Os governos dos Estados da Alta Áustria e Salzburgo, as regiões mais afetadas, já se coordenaram nesta quinta-feira para aplicar o confinamento na semana que vem, com a esperança de que a conferência dos líderes dos nove Estados federados com o chanceler (primeiro-ministro) realizadas nesta sexta-feira no Tirol decidisse aplicar a medida a toda a população (8,9 milhões de habitantes).

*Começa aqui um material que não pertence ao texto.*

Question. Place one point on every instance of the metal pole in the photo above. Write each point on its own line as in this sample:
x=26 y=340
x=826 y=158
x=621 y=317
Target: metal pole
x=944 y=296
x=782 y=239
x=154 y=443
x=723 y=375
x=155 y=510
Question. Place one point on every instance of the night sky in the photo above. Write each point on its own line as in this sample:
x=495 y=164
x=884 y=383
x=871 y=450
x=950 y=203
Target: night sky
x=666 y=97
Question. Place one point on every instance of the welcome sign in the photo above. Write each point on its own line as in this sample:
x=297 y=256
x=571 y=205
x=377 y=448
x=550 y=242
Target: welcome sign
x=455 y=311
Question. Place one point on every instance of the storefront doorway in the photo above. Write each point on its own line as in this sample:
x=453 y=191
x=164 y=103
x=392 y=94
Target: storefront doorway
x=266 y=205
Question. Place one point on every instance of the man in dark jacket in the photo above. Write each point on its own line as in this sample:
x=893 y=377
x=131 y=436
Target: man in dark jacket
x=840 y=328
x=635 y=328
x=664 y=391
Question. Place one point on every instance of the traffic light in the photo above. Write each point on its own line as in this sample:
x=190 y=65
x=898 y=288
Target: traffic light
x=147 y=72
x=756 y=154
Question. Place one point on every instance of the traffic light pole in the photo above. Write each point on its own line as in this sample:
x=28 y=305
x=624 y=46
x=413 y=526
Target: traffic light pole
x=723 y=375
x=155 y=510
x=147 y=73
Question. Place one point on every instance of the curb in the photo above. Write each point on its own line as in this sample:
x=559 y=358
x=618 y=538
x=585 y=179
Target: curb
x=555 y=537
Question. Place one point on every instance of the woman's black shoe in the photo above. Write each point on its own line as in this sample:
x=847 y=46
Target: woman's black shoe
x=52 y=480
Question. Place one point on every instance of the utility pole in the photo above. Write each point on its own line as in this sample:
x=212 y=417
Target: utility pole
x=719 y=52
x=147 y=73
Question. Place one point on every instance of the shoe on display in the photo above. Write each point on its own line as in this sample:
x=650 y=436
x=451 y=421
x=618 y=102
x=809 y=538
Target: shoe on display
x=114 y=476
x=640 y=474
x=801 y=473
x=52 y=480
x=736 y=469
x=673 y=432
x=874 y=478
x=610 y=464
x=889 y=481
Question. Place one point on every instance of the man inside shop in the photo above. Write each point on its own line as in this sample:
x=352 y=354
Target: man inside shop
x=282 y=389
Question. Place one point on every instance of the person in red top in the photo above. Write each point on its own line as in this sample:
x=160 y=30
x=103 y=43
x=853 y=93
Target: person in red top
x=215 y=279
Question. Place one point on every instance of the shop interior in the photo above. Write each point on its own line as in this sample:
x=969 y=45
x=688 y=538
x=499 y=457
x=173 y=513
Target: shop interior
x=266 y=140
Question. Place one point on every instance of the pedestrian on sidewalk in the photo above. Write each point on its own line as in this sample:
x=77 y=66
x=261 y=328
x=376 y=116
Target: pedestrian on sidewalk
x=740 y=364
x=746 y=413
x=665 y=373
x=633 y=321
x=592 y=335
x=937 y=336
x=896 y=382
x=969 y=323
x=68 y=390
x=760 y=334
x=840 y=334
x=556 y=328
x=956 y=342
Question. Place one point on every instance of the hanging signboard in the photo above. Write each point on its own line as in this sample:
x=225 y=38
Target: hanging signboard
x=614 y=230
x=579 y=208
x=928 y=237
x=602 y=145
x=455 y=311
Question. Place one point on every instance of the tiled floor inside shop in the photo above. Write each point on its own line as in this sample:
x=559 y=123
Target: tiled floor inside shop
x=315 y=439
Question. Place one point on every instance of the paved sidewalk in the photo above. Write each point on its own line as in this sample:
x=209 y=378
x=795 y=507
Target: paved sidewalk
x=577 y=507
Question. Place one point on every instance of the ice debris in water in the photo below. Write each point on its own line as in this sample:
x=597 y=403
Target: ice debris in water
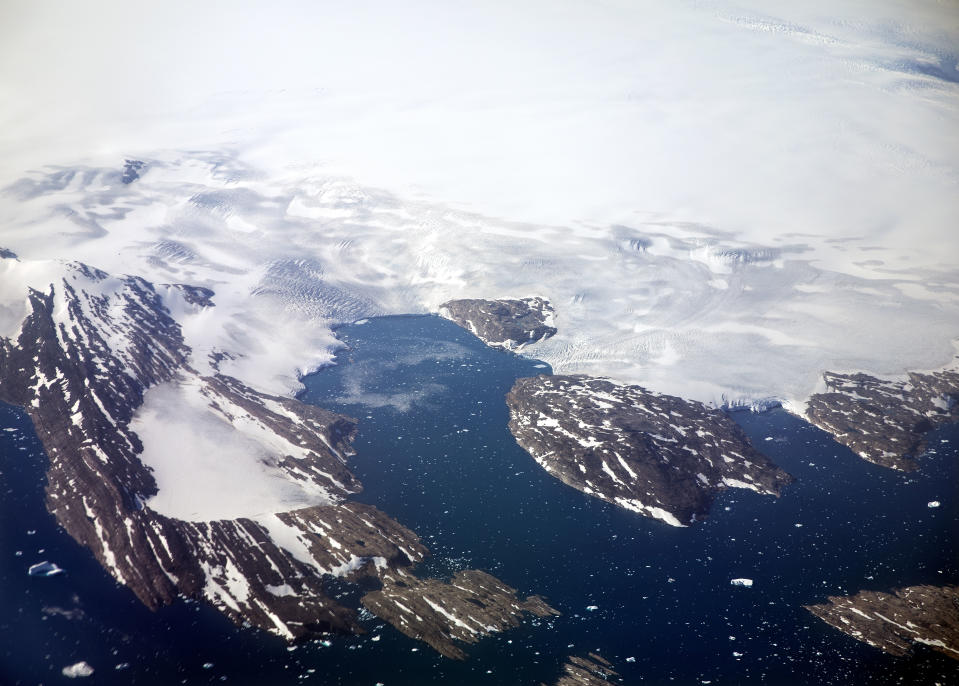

O próprio chanceler relutava até esta quinta-feira em impor um novo confinamento aos dois terços da população já vacinados, depois de seu partido, o ÖVP, declarar que considerava a pandemia encerrada. Desde segunda-feira, vigora a imposição de um confinamento aos não vacinados, mas a medida não é fácil de controlar, e a maioria dos assessores de saúde do Governo considera que foi adotada tarde demais.
A Áustria bate recordes diários de novos contágios, e o sistema sanitário já está muito sobrecarregado, chegando ao limite nos dois Estados mais afetados, a Alta Áustria e Salzburgo. Na quinta-feira foram contabilizados 15.145 casos novos e 55 mortos —o total da pandemia no país chega a 11.903 óbitos. A incidência também subiu, atingindo 1.540 novas infecções por 100.000 habitantes num intervalo de 14 dias.
Perante este cenário, a pressão sobre o Governo cresceu na quinta-feira, e vários líderes regionais —em especial nos Estados de Burgenland e Viena, governados por sociais-democratas— defenderam um confinamento solidário em todo o país, enquanto outros mantinham suas dúvidas em torno de uma medida tão drástica.